Just Do It: A Tale of Modern-Day Outlaws
Just Do It was filmed over a year as filmmaker Emily James gained unprecedented access to activist meetings and events, focused mainly around the members of environmental groups Climate Camp and Plane Stupid. The filming is scrappy but insightful, and the real stars of this show are the activists themselves – whether you love them or hate them.
It’s fair to say that most people will agree with the cause, but that isn’t really the issue of the film – it gives barely any time to the problems we are facing environmentally and instead focuses on the activists that we see on the news who have super-glued themselves to banks or set up shop outside a power station. Just Do It follows a number of these radical environmentalists as they embark on their highly organised operations; including a rally where they dress as capitalists (ironically) calling for an increase in carbon trading, an attempted high-jacking of a coal power station, and a mass demo in Copenhagen’s 2009 G20 summit.
Just Do It is certainly biased towards the activists as the film focuses largely on their plight against authority to hold demonstrations. This can get a little grating – as the title suggests, their ‘modern-day outlaw’ identities often results in a somewhat cavalier attitude to their cause, and on many occasions the film seems to belittle those who ‘have never been arrested before’ or those who ‘just recycle’. Yet while this extremism can seem a little, well, extreme, this is the nature of the film’s subject and quite unashamedly so.
Perhaps painting a more uncomfortable picture of a system unwilling to change than environmental problems, probably the most dramatic point of the film is where producer Lauren Simpson gets arrested and the videos are seized – which illuminates what the activists are regularly up against with particular force.
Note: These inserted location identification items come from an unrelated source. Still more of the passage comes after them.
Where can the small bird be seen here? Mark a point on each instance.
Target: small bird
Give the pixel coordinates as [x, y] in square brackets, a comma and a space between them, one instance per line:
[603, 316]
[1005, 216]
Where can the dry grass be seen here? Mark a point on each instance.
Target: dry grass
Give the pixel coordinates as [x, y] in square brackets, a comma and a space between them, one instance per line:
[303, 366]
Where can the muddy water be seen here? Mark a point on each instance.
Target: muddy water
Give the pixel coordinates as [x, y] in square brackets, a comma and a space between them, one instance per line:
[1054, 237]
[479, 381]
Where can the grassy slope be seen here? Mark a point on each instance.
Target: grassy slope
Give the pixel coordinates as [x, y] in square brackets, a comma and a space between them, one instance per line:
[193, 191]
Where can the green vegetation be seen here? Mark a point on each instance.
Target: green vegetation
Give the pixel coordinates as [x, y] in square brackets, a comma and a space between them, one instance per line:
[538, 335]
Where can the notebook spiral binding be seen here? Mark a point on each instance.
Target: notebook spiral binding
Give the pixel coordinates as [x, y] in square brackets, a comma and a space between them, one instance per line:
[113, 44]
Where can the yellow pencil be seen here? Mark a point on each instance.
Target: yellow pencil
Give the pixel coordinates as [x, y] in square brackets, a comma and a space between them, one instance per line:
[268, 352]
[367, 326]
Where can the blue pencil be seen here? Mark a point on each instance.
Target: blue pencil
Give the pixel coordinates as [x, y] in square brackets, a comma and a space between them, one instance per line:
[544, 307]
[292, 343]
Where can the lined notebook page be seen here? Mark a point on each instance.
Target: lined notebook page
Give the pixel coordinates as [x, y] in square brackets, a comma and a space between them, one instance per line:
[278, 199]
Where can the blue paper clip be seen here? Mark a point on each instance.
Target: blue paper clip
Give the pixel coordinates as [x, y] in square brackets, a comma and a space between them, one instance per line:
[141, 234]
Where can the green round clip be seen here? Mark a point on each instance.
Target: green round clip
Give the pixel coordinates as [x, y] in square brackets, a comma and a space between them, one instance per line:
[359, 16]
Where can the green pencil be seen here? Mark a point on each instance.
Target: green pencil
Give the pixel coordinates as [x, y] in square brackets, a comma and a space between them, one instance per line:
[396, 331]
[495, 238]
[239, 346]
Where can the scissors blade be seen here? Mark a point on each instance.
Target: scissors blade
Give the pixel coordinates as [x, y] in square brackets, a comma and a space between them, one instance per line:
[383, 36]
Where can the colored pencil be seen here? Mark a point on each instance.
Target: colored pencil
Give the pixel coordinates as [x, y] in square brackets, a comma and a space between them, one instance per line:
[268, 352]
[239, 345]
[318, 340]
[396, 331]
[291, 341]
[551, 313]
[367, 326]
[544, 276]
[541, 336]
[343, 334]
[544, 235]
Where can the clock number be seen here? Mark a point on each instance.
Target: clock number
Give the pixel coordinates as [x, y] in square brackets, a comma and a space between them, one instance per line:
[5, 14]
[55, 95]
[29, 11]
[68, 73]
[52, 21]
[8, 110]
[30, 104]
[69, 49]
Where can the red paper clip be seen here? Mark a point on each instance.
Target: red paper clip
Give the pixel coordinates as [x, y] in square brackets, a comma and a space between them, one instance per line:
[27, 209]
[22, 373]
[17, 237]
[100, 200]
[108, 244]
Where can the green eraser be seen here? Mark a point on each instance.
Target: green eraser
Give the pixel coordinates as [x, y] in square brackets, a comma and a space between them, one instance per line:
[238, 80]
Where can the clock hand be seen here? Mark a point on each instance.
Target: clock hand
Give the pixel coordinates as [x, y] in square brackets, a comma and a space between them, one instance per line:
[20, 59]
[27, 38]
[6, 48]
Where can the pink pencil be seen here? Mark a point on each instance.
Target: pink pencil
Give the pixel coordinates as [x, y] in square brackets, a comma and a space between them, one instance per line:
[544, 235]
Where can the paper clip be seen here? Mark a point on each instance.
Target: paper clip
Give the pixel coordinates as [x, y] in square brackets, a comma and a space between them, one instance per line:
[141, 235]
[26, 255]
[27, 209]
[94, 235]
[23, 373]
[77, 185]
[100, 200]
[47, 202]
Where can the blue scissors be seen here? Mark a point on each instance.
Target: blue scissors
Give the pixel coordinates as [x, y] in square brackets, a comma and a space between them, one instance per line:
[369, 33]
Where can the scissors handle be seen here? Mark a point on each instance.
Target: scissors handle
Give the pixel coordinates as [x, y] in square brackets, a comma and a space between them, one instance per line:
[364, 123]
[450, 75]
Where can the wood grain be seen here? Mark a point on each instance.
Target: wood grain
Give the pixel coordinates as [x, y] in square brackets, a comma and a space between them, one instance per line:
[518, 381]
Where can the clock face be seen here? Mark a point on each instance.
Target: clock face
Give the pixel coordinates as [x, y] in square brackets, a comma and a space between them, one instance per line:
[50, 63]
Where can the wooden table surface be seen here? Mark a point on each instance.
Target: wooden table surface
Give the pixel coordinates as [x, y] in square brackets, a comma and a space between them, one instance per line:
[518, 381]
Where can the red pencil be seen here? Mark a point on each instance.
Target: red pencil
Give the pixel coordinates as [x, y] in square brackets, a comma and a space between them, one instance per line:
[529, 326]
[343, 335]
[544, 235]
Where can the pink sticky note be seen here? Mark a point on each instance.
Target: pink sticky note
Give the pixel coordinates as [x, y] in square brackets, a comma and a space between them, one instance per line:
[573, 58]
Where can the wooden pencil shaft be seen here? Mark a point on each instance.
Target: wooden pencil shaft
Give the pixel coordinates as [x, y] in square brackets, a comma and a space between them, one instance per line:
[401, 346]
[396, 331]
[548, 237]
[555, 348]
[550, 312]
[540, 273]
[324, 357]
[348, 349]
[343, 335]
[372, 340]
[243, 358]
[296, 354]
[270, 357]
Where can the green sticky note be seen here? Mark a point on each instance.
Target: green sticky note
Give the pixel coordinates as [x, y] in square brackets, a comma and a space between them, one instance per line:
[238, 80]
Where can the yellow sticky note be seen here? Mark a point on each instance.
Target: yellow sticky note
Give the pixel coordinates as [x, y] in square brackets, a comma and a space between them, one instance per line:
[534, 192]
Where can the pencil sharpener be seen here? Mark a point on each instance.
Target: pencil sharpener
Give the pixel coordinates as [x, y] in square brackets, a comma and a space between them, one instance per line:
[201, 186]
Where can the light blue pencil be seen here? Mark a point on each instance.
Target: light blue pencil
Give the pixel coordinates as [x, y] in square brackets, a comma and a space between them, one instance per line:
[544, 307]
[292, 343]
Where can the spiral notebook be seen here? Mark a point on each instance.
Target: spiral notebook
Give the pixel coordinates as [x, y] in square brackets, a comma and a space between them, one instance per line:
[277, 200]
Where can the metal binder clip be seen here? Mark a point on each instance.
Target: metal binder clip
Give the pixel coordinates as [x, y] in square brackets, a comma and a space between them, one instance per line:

Yet at the same time, Just Do It mostly fails in rousing the viewer into action, especially considering that many of the activists are willing to admit their plight is more for individual wellbeing than actually making a change.
Outside of political preferences, Just Do It is an interesting film; it promises to give an insight into the activist community and it fulfils that promise with a unique view of a group of people who are clearly passionate about their cause. Like them or loathe the ‘modern-day outlaws’, the film will propel you into their world – warts and all.